Brewster builds new plant to recycle building waste

Scott and Alex Brewster at the Livingston plant (pic: supplied by agency)

A Scottish company recycling construction waste otherwise destined for landfill is opening a second plant near Cumbernauld.

Over the past five years Livingston-based Brewster Brothers has diverted more than a million tonnes of construction, demolition and excavation (CDE) waste and created more than 750,000 tonnes of recycled aggregates with a carbon saving of 50,000 tonnes.

The company is investing £6m in a second state-of-the-art wash plant capable of recycling a further 300,000 tonnes of CDE waste per year for re-use in the building trade.

The new plant will serve construction sites, housing and utilities developments in the west of the Central Belt, keeping the transport impact to a minimum by implementing a local approach to its services.

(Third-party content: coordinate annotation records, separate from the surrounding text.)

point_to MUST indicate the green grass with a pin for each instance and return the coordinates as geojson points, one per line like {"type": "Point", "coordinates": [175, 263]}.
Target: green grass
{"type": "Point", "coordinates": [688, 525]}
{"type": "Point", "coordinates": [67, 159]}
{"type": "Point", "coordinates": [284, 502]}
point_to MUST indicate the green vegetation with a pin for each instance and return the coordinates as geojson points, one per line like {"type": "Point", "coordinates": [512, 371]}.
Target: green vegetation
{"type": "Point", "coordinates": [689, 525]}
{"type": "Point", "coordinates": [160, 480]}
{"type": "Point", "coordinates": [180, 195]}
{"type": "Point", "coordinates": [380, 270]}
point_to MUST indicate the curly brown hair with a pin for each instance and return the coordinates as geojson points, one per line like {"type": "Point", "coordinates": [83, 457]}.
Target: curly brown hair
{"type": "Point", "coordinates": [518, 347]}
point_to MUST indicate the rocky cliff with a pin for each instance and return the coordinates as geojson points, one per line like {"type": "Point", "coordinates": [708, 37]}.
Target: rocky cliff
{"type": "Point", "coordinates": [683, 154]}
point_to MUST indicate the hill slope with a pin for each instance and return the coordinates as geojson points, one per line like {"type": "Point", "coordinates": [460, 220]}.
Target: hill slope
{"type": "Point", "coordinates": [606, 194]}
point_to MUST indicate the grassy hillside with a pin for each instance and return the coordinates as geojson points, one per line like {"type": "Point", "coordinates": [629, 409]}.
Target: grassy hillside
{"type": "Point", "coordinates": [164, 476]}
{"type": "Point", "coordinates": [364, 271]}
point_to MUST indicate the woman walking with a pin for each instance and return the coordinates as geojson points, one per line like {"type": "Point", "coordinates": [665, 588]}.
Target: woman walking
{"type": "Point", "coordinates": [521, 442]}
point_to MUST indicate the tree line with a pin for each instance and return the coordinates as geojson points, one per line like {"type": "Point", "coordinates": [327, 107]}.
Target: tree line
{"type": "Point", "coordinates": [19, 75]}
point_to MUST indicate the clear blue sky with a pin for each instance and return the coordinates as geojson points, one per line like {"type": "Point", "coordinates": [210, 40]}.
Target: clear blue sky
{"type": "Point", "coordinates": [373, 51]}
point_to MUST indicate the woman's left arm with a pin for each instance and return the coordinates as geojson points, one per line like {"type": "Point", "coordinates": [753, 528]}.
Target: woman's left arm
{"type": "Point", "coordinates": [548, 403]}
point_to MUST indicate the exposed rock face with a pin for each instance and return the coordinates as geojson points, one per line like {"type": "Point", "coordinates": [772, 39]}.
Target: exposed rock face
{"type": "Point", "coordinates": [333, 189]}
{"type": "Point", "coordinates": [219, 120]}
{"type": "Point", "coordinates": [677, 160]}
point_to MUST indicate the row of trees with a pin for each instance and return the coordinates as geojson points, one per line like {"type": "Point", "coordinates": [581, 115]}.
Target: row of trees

The expansion of Brewster Brothers reflects the growing recognition within the construction industry of the need to meet sustainability targets and adopt circular business models.

The industry generates 50% of Scotland’s waste, while is responsible for 40% of Scotland’s carbon emissions and 50% of Scotland’s natural resource consumption. Recycling CDE waste through Brewster Brothers’ wash plant recovers 100% of the soil, sand, gravel, and stone, which are reprocessed into high-value products for reuse.

Having signed a lease to redevelop the derelict Gartshore brickworks near Cumbernauld, the regenerated site is expected to be open for tipping of soil and rubble by the end of the year and fully operational by Autumn this year. The firm will recruit 22 employees, supported by the Green Jobs Fund.

The Livingston plant, which currently employs 39, will continue to provide environmentally conscious waste management services and quality recycled aggregates to businesses in Edinburgh and the Lothians.

As part of Brewster Brothers commitment to the Gartshore site, the old bing of colliery waste will be recycled, and the area will be turned into a country park for the local community, helping to promote biodiversity as well as provide new recreational spaces.

Scott Brewster, managing director, set up the sustainable resource management business in 2017 with recycling and reuse of aggregates its sole purpose.

He said: “Construction is an important driver of the Scottish economy and because of that, there is a growing imperative to reduce the waste generated and improve the environmental impact of new building developments and infrastructure projects.

“By investing in a second site at Gartshore, we will be able to service 44% of the Scottish construction market, while keeping our own carbon footprint to a minimum.

“We are a business dedicated to waste recycling and reuse and want to work in partnership with contractors to help them reach their sustainability goals.”